The Rain in Spain

Circa 1975, Henry sat at a cafe table turning a glass of jerez in his hand. Suddenly, he felt that he was not looking at his arm but at someone else's, the arm of some one he did not know and would probably never meet. As he focused on the arm, he felt his whole body become the body of a person completely foreign to him.
He was filled with a sense of the emptiness of a future that seemed to stretch out blankly ahead, like the luminous, lonely street arcaded with shadows in De Chirico's painting, "Mystery and Melancholy of a Street."
Nothing moved, except for the flies crawling on his arm or along the sugary rim of his glass; the plaza was dry and hot, the sunlight so intense that he saw spots whenever he looked into it. His hair felt like a lead helmet.
Then some girls walked by in skirts and platforms; one flashed a devious smile his way, and he bit the rim of his sherry glass to keep himself from shouting out to her to stop, to come back, to be his girlfriend. How could he say the things in Spanish he needed to say to her? But the truth was he couldn't say them in English, either. He wasn't good with words.
He carefully rolled up the sleeves of his white shirt and slouched, extending his legs out before him so that the sunlight sliced them in half at the knees.
More girls passed, always in twos or threes, and the handsome young men sitting on parked motorbikes under the shadow of the cafe arcade shouted after them as the girls, leaning together, bumped heads, their faces alight with sly amusement.
Henry had already hitchiked all over the country, even into the desert south, where his lips cracked and his curly hair filled with dust. His jeans were stiff as cardboard from the dirt in them. As the sun heated the fabric, it gradually became too hot to touch.

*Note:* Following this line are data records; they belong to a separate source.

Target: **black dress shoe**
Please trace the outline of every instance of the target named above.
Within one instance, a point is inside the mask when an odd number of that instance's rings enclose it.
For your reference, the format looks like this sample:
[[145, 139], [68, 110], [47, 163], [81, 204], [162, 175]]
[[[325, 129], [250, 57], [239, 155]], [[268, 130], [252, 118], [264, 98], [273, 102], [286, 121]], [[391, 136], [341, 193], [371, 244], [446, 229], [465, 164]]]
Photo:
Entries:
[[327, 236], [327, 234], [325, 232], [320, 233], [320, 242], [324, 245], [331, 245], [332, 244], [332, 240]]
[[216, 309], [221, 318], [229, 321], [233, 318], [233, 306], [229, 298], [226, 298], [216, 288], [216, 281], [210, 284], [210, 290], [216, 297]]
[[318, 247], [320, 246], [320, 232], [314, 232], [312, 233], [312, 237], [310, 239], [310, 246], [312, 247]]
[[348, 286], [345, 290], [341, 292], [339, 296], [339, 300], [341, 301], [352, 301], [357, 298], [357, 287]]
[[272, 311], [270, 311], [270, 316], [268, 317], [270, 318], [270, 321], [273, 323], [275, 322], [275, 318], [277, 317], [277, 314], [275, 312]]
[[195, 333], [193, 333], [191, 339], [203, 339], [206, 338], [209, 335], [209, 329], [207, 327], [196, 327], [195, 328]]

He left after a little while, but came back to the same cafe at twilight. He drank a few espressos and then wandered off into a maze of identical streets, walking slowly with his hands thrust deep in his pockets.
Poised on platform shoes outside a movie theater stood a girl in a blue dress with long, chesnut-colored hair, one hip jutting out provocatively as she spoke to a middle aged man. Finally, she grabbed his elbow and strode off with him. He slung the jacket he was carrying over his shoulder.
Henry walked in circles for another two hours before finding himself again across from the movie theater, now shuttered for the night. Again, the girl was standing outside it. She was smoking a cigarette with rapid, feathery gestures.
With a feeling as of the heart falling out of his body, Henry stepped off the curb and crossed the street to her. He stopped and took his hands out of his pockets when she looked into his eyes,as if calculating.
She blew out a pencil thin stream of smoke.
Henry spoke a few stammering words of Spanish. Did she want to accompany him for a walk? Or perhaps to a bar for a coffee?
She turned away; Henry, following her gaze, saw an old man sitting on a lawn chair outside a small tobacco and magazine shop. The old man had a bullet-shaped head and a Michelin map of scars on his face. Henry felt that he shouldn't stare.
Then the girl seized his arm and, pushing her body close to his, led him quickly around the corner.
It was like being carried along on a rush of wind. He walked with no perception of the cobblestones and, except for one brief flash of terror, no feelings.
In the hotel room, he folded his stiff blue jeans over a chair as the girl divested herself in exactly three motions of her dress, bra and filmy cotton underpants.
They lay together on the bed. Henry started at her ankles and crawled slowly up her body, kissing the cold knees and the crinkled hairs at her crotch. At one point he glanced up sharply, imagining that she was laughing at him, but she was only writhing a little, biting her forearm as if with pleasure.
She didn't shut her eyes as he slipped into her. He was so excited by this that he lost his control and rushed over the edge too soon. She laughed and hit him on the shoulder.
Afterward, he stroked and kissed her bare arm, the marble-smooth curve of a hip -- the same hip he'd seen her jut out so provocatively earlier that evening. Rain, heralded by a smack of thunder, crackled on the windowpanes. Henry fell into a snoring sleep. While he was dead to everything, the girl slipped on her clothes, deftly emptied his wallet of folded banknotes, and left.
He saw her a few days later in sunlight outside the cafe, sitting sidesaddle on a parked motorbike, delicately licking around the rim of a cone heaped with ice cream.